Mas ontem o STF decidiu que, para eles, os Supremes, o teto pode ser rompido em até 70%. Antes da decisão, os penduricalhos poderiam elevar os salários em até 82% acima do teto, chegando a elegantes e cabalísticos R$ 78.822,32.
E eles acham que nós, que pagamos a conta, ainda saímos no lucro.
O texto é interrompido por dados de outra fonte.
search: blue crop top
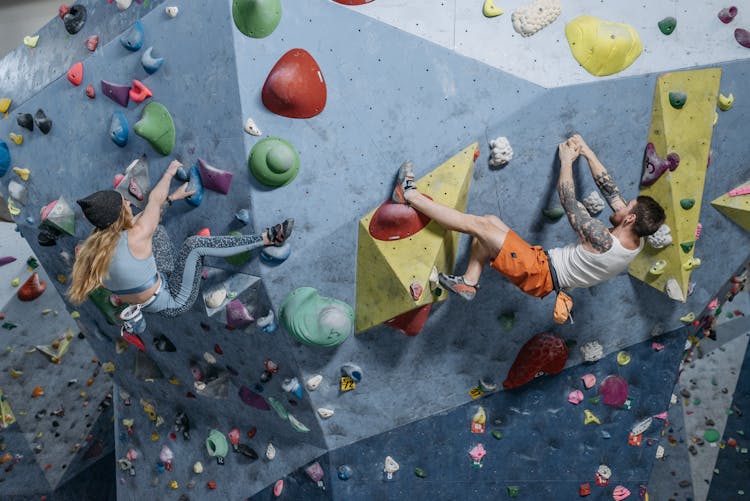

Nossa justiça é a mais cara e menos produtiva do mundo. E, provavelmente, a mais corrupta. Nos últimos anos, não faltaram escândalos de vendas de sentenças, decisões duvidosas que privilegiam a roubalheira, além de sociedades e contratos obscuros com banqueiros investigados por lavagem de dinheiro.
Seguimos, então, entre a virtude proclamada nos votos cheios de retórica vagabunda, e a prática indecorosa que já nem tentam justificar. Porque o Poder que deveria defender a Constituição é o primeiro a pervertê-la em proveito próprio. Segundo a Folha, 6 dos 10 Supremes receberam penduricalhos milionários.
Mas o teto constitucional continua existindo lá no art. 37, alínea XI, como algo decorativo, como um mero latim do espírito, como um altar moral solene, porém, meramente figurativo.




É de se perguntar se precisamos dessa justiça.
Esse judiciário é um câncer que vai matando o Brasil lentamente: corrupto, ineficiente e caro.